The aim of this project is to provide users with a conversational interface to data sets that allow them to first describe what the data is about, where the various elements that they can ask about can be found, and then ask questions about the data.
Getting to insight through conversation
At the core of data-driven journalism is the ability to pull information, insight and understanding out of the data that surrounds us. Unfortunately, the mechanisms information extraction from data makes it difficult for new users to find the information they need in the data sets we have. In the absence of a skilled practitioner, users have to ramp into techniques that will allows them to find complex information in data sets.
The problem is simply that not everyone has these skills and the number of people who understand the questions that need to be asked how to get to the answers is small. We want to overcome this problem by developing a model that links the questions we ask with the processes that are used to answer them in a way that does not require expert knowledge of analytics.

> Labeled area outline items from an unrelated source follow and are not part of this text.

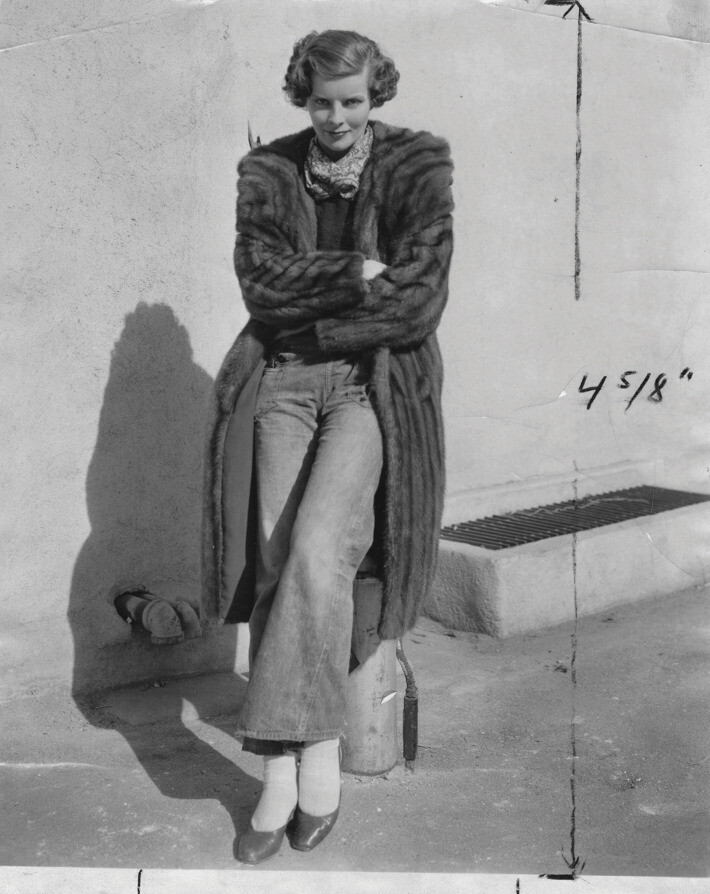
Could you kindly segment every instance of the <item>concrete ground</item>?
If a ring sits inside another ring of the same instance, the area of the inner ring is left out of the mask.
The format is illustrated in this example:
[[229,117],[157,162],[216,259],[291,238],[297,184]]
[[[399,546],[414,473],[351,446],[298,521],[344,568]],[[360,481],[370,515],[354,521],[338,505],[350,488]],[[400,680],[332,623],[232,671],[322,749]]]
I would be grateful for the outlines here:
[[82,710],[33,693],[3,706],[0,863],[538,875],[568,872],[574,843],[583,876],[705,877],[709,595],[581,619],[576,683],[572,624],[495,640],[422,619],[414,771],[344,776],[331,836],[258,867],[233,856],[260,789],[232,737],[238,675]]

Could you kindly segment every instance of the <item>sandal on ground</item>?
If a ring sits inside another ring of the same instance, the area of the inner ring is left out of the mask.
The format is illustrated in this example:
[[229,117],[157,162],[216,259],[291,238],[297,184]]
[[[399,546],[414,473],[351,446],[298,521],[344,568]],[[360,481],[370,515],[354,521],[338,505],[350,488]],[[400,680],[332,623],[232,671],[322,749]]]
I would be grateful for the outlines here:
[[143,598],[148,605],[143,609],[141,624],[150,633],[150,641],[158,646],[183,642],[185,633],[175,606],[159,596],[146,594]]
[[202,636],[200,616],[195,611],[194,606],[181,599],[173,607],[177,612],[178,618],[180,618],[180,626],[185,634],[185,639],[196,639],[198,636]]

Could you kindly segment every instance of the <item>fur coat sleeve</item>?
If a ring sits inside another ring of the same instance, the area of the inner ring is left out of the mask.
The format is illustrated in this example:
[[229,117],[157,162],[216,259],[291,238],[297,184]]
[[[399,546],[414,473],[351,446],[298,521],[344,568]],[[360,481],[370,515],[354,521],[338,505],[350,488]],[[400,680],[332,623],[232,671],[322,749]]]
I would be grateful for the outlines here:
[[280,328],[355,307],[366,294],[362,254],[308,244],[315,221],[301,219],[311,209],[293,177],[284,177],[284,163],[258,149],[241,161],[234,252],[250,315]]
[[[429,137],[427,151],[407,159],[410,187],[389,198],[397,208],[386,269],[367,283],[352,308],[318,321],[324,351],[364,351],[421,344],[439,325],[448,295],[453,251],[452,164],[443,140]],[[402,167],[399,176],[404,176]]]

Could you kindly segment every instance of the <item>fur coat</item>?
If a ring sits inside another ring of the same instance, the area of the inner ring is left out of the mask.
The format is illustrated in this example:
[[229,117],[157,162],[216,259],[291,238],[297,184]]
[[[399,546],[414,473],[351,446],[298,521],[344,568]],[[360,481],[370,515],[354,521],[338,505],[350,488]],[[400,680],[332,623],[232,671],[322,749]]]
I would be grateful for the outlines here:
[[[361,353],[384,443],[376,499],[383,580],[378,632],[414,626],[436,566],[444,496],[442,363],[435,330],[448,296],[452,164],[446,142],[372,122],[354,251],[317,251],[303,165],[313,130],[253,149],[239,164],[235,267],[250,320],[217,376],[206,462],[203,616],[247,621],[255,555],[253,405],[279,329],[315,324],[320,348]],[[363,262],[386,269],[362,277]]]

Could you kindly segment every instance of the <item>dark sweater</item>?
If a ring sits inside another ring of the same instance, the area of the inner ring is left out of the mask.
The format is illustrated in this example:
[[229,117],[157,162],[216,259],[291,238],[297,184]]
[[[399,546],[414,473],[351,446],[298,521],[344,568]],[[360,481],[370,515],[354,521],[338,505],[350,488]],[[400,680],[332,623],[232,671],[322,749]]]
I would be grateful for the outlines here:
[[[341,195],[330,196],[316,202],[318,222],[318,251],[353,250],[353,215],[355,199],[344,199]],[[278,351],[292,351],[296,354],[320,354],[314,326],[309,326],[293,335],[281,336],[274,348]]]

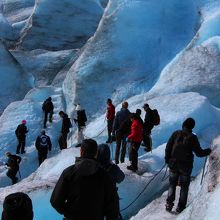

The aim of this project is to provide users with a conversational interface to data sets that allow them to first describe what the data is about, where the various elements that they can ask about can be found, and then ask questions about the data. Users would not know about the details of the relationship between the questions they ask and the analytics that need to be run to answer them. Instead, the system itself would have that knowledge and apply it to produce both visualizations and text in response to questions.
We see this work as a partnership between CS and J in which the design and dynamic of the system will be guided by the journalism students and the development will be executed by the CS students. That is, Journalism will frame the questions and CS will build the machine to provide the answers.
Technical Approach:
Set up core data base as the platform
Select a visualization platform
Select a conversational platform (or not)
Develop a simple language generator to express core ideas
Develop a model of context to be used to better interpret series of questions.
Students will learn about the relationship between data, analytics and meaning. The resulting system would be very interesting to journalist and to anyone who has data and wants to better understand it.